Friday, June 4, 2010

Sports Overload (Coming to You live from Fresno)


(Just finished driving almost 4 hours to get to Fresno - the first hour was spent trying to find a detour through LA traffic via West Hollywood/Hollywood. I'm typing this in my hotel as I try to cool off in this hot night.

There's been a lot of sports chatter the last 3 days so as I get ready for my own sports filled weekend at the state HS track championships, here's my takes on it all.

Plain and simple, Armando Galarraga should have a perfect game and we should be celebrating the 3rd occurrence in the 1st 2 months of the baseball season - a rarity anyway you slice it. Instead, we have a one-hit shutout of the Cleveland Indians that will be remembered for spurring on instant replay.

I was pretty harsh on umpire Jim Joyce as was most of Twitterville and baseball fans. It was a epic fail with shades on Don Denkinger blowing Game 6 the 1985 World Series with a similar call at first base. Even with the naked eye, the out was clear live and especially so on replay. But give Joyce credit for owning his mistake and apologizing right away - a classy act from a veteran.

But with MLB commissioner Bud Selig saying that he won't overturn the admitted mistake, it shows a stubbornness to tradition and the lack of spine he's showed before (see the 2002 AS Game). I know human error is a part of the game but we're in the 21st century - errors can be corrected to alleviate the guilt they cause. Too bad baseball and its purists don't see it that way but not for long as Selig said he'll look into changes in the replay system.

We have the technology to prevent human error. Not using it or saving it for television is a wasted gift and actually hurts the game instead of upholding it. Being stubborn for tradition's sake never benefits anyone but an ideal.

Put it this way: Baseball secretly wishes they could strike cheaters from official records but won't correct an honest and blatant mistake handled appropriately by Joyce and Galarraga. *scratches head....write on chalkboard...grabs abacus....sits quietly*

Nah, I don't buy it.

Simple solution: In addition to home runs, add selective replay to safe/out at the bases, but not balls and strikes. Consider fair/foul but we can do without that for the most part. Make 2 challenges per game, knowing full well that most managers won't abuse the privilege to slow down the game. Which reminds me, I haven't heard too many outcries from people about replay slowing down football games or basketball games.

I'll speak more on Ken Griffey Jr. in another post - I can't be brief on my favorite player retiring. All I'm gonna say is I wish the 2000's were like the 1990's and it was a joy watching him. Can't wait for the speech in 5 years. Clean success.

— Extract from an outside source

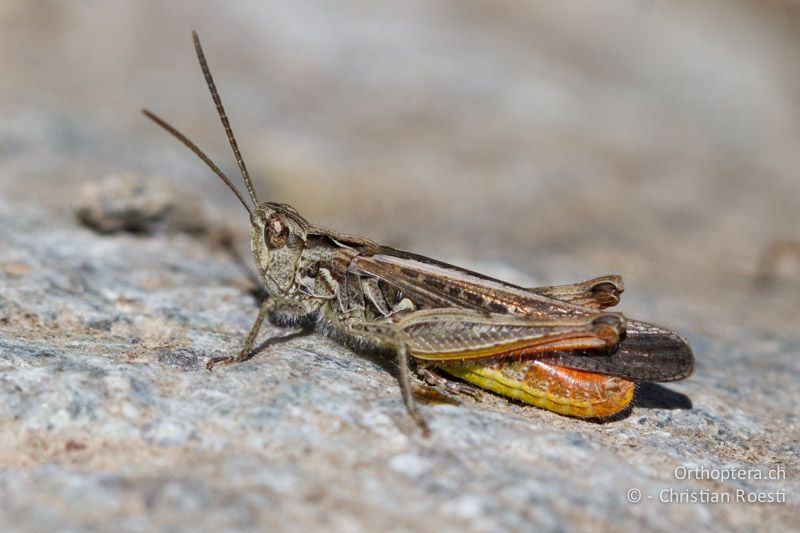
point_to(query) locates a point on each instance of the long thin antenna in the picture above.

LeBron James on Larry King discussing free agency = A-Rod announcing he'd opt of his contract during the 2007 World Series. All hail the Kings' Court interrupting the NBA Finals to discuss what we all are dying to keep getting sick of it. Bad enough the President is wishing he comes to Chicago.

ESPN New York is the worst offender of this LBJ frenzy. They debuted this year with an article on why James should come to New York and have a running clock counting down the days til July 1, the start of free agency. The picture is complete with LBJ in a Knicks AND Nets jersey.

Really?

It's so funny that teams can't comment on anything because of tampering yet entire cities and business folks can openly recruit LBJ with no shame. It's like college boosters recruiting while coaches are limited.

But more than anything, it's starting to convince me more than LeBron James cares more about his own brand than winning. I said this summer would prove to me whether he wants to win or expand his empire. He says he cares about the game and respects it but then he finds a way to put the attention on him when it should be on the NBA Finals.

It backfired because after tonight, no one will remember his comments except Cleveland having the "inside track", they'll remember the Lakers showing a defensive intensity and toughness against Boston in Game 1 of the Finals. Remember that.

To quote Adrian Wojnarowski on Yahoo Sports - LeBron is Mr. July while Kobe (like D. Wade, Tim Duncan and Shaq) is Mr. June.

1 comment:

  1. Amen about LeBron. ESPN is over the top with their LBJ coverage. They usually prefer to sell stories over actual sports so LBJ is their perfect storm.
    Mr. July is perfect.
    I hope he stays in Cleveland and keeps losing.

    I agree with Plaschke that the emotions revealed from Joyce's call yielded a perfection beyond sports. Seeing Galarraga & Joyce be absolutely cool about it on both ends is even more memorable & inspiring than celebrating the achievement of a perfect game.

    Yet baseball should just add replay and get over it. Sports in general have gotten better with replay- especially tennis, hockey and basketball where the replay shows plain and simple, in or out, goal or no goal, time left or time expired.

    Ken Griffey - clean success - Amen.